Une autre allée surprenant : des végétaux ont été mis sur orbite dès les années 1960. Depuis, plus d’une douzaine d’expériences de culture de plantes différentes ont été effectuées sur des véhicules avec équipage. « Oasis-1AM » a été utilisé pour les premières expériences sur la station orbitale Salyut-6 (1977).

Cosmodromes

Mais pas de vaisseaux spatiaux sans base de lancement !! Dans la dernière salle avant le magasin à souvenirs, des dioramas représentent quelques uns des cosmodromes et fusées modernes. Il y a le complexe de lancement du cosmodrome de Baïkonour avec le lanceur Soyouz. C’est le seul que la Russie exploite en dehors de son territoire il est situé au  Kazakhstan.
Complexe de lancement de la navette spatiale sur le site de lancement de John F. Kennedy à Cape Canaveral. La navette spatiale était un système de lancement réutilisable et un vaisseau spatial orbital exploité par la NASA (National Aeronautics and Space Administration) aux États-Unis pour une mission spatiale humaine entre 1981 et 2011.
Vaisseau spatial orbital Bouran – système de transport spatial réutilisable soviétique, créée par le programme Énergie-Bouran. Buran était destiné à: lancer, entretenir et ramener des vaisseaux spatiaux, des astronautes et des cargaisons sur Terre; mener des recherches et des expériences militaires appliquées.

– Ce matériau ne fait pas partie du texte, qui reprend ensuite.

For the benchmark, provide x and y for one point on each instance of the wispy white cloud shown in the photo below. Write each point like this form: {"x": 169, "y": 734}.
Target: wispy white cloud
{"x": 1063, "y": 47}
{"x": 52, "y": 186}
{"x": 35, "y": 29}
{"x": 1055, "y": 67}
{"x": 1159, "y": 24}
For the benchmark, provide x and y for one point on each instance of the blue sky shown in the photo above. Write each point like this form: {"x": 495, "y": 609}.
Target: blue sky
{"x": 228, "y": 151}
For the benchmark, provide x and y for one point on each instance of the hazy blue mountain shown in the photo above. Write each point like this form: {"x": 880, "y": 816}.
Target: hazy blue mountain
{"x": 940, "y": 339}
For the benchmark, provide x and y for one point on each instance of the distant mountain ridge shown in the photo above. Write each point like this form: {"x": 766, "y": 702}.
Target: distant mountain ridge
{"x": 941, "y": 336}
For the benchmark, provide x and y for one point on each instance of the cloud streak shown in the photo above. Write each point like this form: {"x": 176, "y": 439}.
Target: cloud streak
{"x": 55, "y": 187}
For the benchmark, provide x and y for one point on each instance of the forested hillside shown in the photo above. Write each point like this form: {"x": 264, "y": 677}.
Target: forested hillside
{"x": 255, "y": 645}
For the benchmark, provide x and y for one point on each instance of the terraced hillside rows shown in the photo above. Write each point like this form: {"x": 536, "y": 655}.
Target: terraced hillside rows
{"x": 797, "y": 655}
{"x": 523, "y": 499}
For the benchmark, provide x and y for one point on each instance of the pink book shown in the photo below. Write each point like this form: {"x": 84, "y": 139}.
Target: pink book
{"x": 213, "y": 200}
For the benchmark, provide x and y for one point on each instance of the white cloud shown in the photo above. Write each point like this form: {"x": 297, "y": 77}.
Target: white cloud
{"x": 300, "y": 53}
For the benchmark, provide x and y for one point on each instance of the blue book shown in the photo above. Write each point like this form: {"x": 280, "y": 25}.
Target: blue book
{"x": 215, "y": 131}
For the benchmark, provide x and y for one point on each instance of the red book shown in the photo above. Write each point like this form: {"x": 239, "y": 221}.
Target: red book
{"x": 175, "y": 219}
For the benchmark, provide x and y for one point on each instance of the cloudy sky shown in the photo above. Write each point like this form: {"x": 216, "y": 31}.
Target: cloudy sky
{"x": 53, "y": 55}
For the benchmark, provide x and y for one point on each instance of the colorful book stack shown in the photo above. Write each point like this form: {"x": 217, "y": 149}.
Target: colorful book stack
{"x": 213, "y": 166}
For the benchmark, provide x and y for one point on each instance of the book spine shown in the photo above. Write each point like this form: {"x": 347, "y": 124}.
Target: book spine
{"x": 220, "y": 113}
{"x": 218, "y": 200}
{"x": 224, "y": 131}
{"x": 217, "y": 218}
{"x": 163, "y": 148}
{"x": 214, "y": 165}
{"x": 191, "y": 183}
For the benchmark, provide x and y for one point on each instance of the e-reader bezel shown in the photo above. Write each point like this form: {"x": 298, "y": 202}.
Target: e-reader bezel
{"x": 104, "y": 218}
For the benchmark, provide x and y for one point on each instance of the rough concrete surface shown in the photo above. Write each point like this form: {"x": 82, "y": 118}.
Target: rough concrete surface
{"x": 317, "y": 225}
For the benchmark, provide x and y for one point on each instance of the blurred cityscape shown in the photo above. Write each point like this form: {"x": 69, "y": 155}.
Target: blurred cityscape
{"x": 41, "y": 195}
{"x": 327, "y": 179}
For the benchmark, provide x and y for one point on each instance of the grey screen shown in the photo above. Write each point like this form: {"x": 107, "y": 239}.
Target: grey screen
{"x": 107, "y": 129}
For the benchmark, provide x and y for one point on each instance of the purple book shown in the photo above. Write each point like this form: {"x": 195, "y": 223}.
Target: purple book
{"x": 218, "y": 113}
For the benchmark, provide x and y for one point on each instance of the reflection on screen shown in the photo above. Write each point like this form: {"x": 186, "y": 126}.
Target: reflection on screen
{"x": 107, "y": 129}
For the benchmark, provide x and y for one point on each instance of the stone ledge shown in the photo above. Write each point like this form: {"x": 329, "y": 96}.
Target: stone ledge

Une maquette de deux vaisseaux et des portraits retiennent toute notre attention. Il s’agit de la première mission spatiale commune entre l’Union Soviétique, avec Soyouz 19,  et les Etats-Unis d’Amérique, avec Apollo. Soyouz 19 est parti du Cosmodrome de Baïkonour et Apollo de Cape Canaveral en Floride. Le 17 juillet 1975, un sas étroit unit la capsule américaine au vaisseau soviétique. Durant quarante-deux heures les deux équipages réalisent ensemble des expériences de physique spatiale, de médecine, de chimie et de biologie, avant de se séparer.

Nous avons passé plusieurs heures dans ce magnifique musée. Très agréable, des panneaux en anglais, des maquettes, des scènes, … Que de chemin parcouru depuis le Spoutnik 1. Nous ressortons par  l’entrée principale, où un groupe d’enfant pose devant l’imposante statue de Youri Gagarine. Nous sommes devenus (presque) incollables sur l’évolution de la science spatiale !!